Zijn opera Saul og David (Saul en David) (1902) en de komische opera Maskarade (1906) gingen in première. Ze verschilden geheel voor wat betreft geest en stijl, maar lieten Nielsen de verste hoeken van het genre beoefenen. Dat geldt ook voor de Symfonie nr. 2 "De fire Temperamenter (De vier temperamenten)". Een reis naar Athene inspireerde hem tot de ouverture Helios, op. 17, een van zijn belangrijke instrumentale werken.
In 1905 verliet Nielsen het koninklijk orkest als violist. Als dirigent van het orkest van de koninklijke opera kwam hij regelmatig terug, onder meer voor de première van zijn opera Maskarade in november 1906. In 1908 werd hij chef-dirigent van het koninklijke orkest, maar hij trad in 1914 uit deze functie terug wegens meningsverschillen met de directie van de koninklijke opera. In 1915 werd hij lid van het bestuur van het conservatorium in Kopenhagen, waar hij ook muziektheorie doceerde.
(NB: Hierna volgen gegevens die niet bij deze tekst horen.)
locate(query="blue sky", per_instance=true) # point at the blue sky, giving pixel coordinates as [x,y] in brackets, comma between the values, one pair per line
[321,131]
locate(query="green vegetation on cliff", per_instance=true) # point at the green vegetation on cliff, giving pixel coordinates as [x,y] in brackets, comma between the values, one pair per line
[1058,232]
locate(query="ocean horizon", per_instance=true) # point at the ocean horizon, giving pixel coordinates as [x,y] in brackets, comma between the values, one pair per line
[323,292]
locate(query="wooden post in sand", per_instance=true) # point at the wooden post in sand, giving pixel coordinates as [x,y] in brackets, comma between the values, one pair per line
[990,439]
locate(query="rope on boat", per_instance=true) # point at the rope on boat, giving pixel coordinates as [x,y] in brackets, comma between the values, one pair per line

In 1919 stopte hij met de doceer-werkzaamheden, maar hij bleef in de examencommissie, waar hij in januari 1931 voorzitter van werd.
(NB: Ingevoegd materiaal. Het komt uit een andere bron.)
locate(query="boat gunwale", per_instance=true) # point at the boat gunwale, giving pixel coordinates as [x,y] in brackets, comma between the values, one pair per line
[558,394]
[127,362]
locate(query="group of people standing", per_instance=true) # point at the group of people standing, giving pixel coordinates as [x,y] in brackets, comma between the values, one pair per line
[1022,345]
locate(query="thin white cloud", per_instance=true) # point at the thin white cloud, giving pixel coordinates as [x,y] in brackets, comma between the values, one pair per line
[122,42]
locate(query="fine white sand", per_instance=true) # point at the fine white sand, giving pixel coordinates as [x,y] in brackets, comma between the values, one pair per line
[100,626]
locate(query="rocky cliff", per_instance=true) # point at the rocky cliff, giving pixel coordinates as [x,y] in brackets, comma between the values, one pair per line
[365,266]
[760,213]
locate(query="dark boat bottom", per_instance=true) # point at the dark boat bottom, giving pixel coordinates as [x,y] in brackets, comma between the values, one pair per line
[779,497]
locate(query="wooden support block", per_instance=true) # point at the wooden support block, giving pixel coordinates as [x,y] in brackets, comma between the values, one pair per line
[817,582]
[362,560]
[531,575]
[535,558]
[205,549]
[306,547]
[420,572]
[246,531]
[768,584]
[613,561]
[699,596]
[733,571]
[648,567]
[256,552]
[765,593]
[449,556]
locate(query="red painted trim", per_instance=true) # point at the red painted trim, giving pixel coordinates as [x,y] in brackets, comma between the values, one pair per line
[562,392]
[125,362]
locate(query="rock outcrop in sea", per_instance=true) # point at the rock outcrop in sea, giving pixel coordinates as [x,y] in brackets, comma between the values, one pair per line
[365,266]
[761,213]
De jaren rond 1915 zorgden voor een crisis in het leven van Carl Nielsen. Zijn vrouw wilde een scheiding, maar na acht moeilijke jaren bleven ze toch getrouwd. In deze tijd nam Nielsen toevlucht in het componeren van volksliederen, die hem al als kind hadden aangesproken. In 1914 was de organist en componist Thomas Laub naar Nielsen toegestapt, om hem over te halen tot een reconstructie van het Deense volkslied. Anders dan Bartók en Kodály, die interesse hadden in een herleving van de traditionele muzikale folklore van Hongarije en Roemeniën, schreef Nielsen nieuwe op de mensen gerichte (populaire) melodieën. Naast deze composities voor solostemmen, alsook voor koor a capella schreef hij talrijke kunstliederen met teksten van Deense, maar ook Engelse dichters.